National Theatre and Bristol Old Vic
New Victoria Theatre, Woking
Bringing Jane Eyre to the stage might excite the hordes of fans who hold this classic dear to their hearts, but a story regarded as one of the best novels ever written comes with high expectations.
Devised by the original company with Sally Cookson directing, this production manages a tremendous balancing act of appearing fresh and new whilst staying true to Brontë’s novel. The only downfall is the amount of content—there is simply too much of the material for one evening's entertainment. Although the cast fizzes with energy throughout, the pace of the dialogue and content doesn’t sweep us away—you are well aware that three hours have passed.
Originally a two-night play, the company condensed this into a single show for the National Theatre. Cookson states the aim was to "maintain the epic quality but honing and tightening to make the experience more intense." If she honed and tightened another thirty minutes off, this would be a rave review.

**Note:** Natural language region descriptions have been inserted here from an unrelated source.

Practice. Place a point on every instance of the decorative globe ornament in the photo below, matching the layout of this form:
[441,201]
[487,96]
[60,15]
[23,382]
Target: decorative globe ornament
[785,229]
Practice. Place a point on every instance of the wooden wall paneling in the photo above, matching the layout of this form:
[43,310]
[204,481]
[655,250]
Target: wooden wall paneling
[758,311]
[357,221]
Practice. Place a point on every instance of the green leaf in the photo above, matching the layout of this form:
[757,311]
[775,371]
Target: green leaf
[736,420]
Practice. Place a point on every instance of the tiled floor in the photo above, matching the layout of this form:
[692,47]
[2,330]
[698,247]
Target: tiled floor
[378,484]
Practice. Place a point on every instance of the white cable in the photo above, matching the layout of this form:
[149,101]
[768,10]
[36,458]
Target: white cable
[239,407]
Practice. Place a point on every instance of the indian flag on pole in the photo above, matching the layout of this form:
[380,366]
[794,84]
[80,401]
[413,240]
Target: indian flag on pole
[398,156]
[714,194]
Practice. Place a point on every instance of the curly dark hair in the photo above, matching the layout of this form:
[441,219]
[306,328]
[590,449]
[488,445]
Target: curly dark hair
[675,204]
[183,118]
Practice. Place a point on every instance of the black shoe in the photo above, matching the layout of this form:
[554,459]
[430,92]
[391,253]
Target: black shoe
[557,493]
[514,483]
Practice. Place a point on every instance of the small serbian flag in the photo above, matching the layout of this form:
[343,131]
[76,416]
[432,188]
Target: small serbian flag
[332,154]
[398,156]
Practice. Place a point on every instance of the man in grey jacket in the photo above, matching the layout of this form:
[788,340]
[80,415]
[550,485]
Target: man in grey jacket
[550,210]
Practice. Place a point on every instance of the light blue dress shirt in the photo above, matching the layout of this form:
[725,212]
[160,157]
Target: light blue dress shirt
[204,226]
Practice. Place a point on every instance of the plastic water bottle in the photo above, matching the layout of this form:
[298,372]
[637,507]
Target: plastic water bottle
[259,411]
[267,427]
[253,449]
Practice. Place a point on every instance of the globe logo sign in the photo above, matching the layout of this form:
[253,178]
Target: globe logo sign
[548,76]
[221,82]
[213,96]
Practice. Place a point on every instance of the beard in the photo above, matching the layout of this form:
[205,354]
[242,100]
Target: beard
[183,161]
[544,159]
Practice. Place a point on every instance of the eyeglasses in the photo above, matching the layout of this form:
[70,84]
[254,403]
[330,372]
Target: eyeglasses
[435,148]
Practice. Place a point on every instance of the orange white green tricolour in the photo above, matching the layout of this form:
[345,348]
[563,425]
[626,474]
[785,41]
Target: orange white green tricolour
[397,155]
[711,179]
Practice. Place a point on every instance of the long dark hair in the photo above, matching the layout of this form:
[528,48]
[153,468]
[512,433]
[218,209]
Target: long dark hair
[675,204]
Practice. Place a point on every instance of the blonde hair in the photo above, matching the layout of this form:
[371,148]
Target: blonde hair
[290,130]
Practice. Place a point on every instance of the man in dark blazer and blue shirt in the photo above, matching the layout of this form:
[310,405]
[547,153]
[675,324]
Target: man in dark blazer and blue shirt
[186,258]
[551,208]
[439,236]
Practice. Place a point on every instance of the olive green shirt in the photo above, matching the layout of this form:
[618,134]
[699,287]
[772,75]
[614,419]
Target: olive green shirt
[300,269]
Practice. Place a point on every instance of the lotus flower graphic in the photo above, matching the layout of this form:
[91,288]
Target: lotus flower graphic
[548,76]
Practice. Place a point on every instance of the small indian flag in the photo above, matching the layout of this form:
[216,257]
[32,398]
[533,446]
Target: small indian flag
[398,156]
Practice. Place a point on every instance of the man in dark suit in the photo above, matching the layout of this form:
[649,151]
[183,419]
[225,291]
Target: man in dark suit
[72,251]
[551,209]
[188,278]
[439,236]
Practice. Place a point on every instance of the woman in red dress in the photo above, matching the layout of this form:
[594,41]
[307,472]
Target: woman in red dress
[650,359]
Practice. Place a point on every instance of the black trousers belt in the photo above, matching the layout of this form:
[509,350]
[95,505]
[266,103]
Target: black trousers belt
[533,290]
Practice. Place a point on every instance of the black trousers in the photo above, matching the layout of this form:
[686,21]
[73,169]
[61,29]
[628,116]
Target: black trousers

Michael Vales (set designer) builds a combination of ladders and wooden platforms, which, superbly lit by Aideen Malone, makes a jungle gym for the ensemble to play on. This is a multi-layered production—a three-person band is tucked into the centre of the set and there is live music throughout, melding with a pre-recorded soundscape.
The actors combine physical theatre with more traditional delivery. Clad in denim bodice dresses, boots and waistcoats for the boys, Katie Sykes (costume designer) adds accents for each character. We get the sense of a period play without any of the trappings. The music varies from Benji Bower’s original composition to quotes from religious music through to classics such as "Mad About the Boy". This multi-layered mashup really works.
The stamina of the ensemble is quite a feat—constantly leaping up and down ladders, switching roles and rarely leaving the stage their performance energy never wanes. Dialect coach Kay Welch has done wonders transforming this cast into a broadly spoken bunch of Yorkshire folk.
Cookson states in the programme notes that she wishes this to be a production focused on Jane Eyre’s coming of age, and to this end the plot starts from the moment of her birth. Nadia Clifford (Jane Eyre) captures the progression from volatile, wilful and lonely young girl, to a more mature governess still harbouring the same passionate spirit.
Tim Delap’s Rochester is maddenly rude, whilst remaining undeniably charismatic. His rakish build and unkempt beard gives him a wild quality and makes him more than a match for wilful Jane Eyre.
Melanie Marshall appears as the mad wife Bertha, as well as appearing as the vocalist throughout. This dual role adds a sense of Bertha looming over everything that’s taking place in Eyre’s life, a heavy presence which cannot be ignored. Marshell possesses a beautiful voice, and great versatility leaping through musical genres.
Despite the length, Cookson’s Jane Eyre is a theatrical triumph—emotionally engaging, physically spectacular and musically entrancing.